- The Washington Times - Saturday, May 21, 2005


Fifteen minutes of sun every few days may keep the oncologist away.

Doctors and researchers are reconsidering the impact of vitamin D, nicknamed the “sunshine vitamin” because the skin makes it from ultraviolet rays, and are questioning the long-standing advice to use sunscreen, as it blocks the vitamin’s production.

If the research bears out, it will challenge one of medicine’s most fundamental beliefs: that people need to coat themselves with sunscreen whenever they’re in the sun. Doing that actually may contribute to far more cancer deaths than it prevents, some researchers think.

The reason is that vitamin D increasingly seems important for preventing and even treating many types of cancer. In the past three months alone, four separate studies found it helped protect against lymphoma and cancers of the prostate, lung and, ironically, the skin. The strongest evidence is for colon cancer.

Many people aren’t getting enough vitamin D, and it is hard to get from food and fortified milk; the effect of supplements is questionable. So the thinking is this: Even if too much sun leads to skin cancer, which is rarely deadly, too little sun may be worse.

No one is suggesting that people fry on a beach, but many scientists believe that “safe sun” — 15 minutes a few times a week without sunscreen — is a healthy thing to do. One is Dr. Edward Giovannucci, a Harvard University professor of medicine and nutrition who laid out his case in a recent lecture at a major cancer research meeting.

His research suggests that vitamin D might help prevent 30 deaths for each one caused by skin cancer. “I would challenge anyone to find an area or nutrient or any factor that has such consistent anti-cancer benefits as vitamin D,” Dr. Giovannucci told the cancer scientists. “The data are really quite remarkable.”

The talk so impressed the American Cancer Society’s chief epidemiologist, Dr. Michael Thun, that the society is reviewing its sun-protection guidelines. “There is now intriguing evidence that vitamin D may have a role in the prevention as well as treatment of certain cancers,” Dr. Thun said.

The dilemma, Dr. Allan Halpern, dermatology chief at Memorial Sloan-Kettering Cancer Center in New York, said is a lack of consensus on how much vitamin D is needed or the best way to get it. Even if sunshine were to be recommended, the amount needed would depend on the season, time of day, where a person lives, skin color and other factors.

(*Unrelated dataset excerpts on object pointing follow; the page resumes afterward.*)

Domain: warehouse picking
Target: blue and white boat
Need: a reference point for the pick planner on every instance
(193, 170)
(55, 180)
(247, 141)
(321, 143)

Others worry that folks might overdo it. “People tend to go overboard with even a hint of encouragement to get more sun exposure,” Dr. Thun said, adding that he’d prefer people get more of the nutrient from food or pills.

How vitamin D works is still under study, but there are lots of reasons to think it can.

• Lab and animal studies show that vitamin D stifles abnormal cell growth, helps cells die when they are supposed to, and curbs formation of blood vessels that feed tumors.

• Cancer is more common in the elderly, and the skin makes less vitamin D as people age.

• Blacks have higher rates of cancer than whites and more pigment in their skin, which prevents them from making much vitamin D.

• Vitamin D gets trapped in fat, so obese people have lower blood levels of D. They also have higher rates of cancer.

• People in the northeastern United States and northerly regions of the globe such as Scandinavia have higher cancer rates than those who get more sunshine year-round.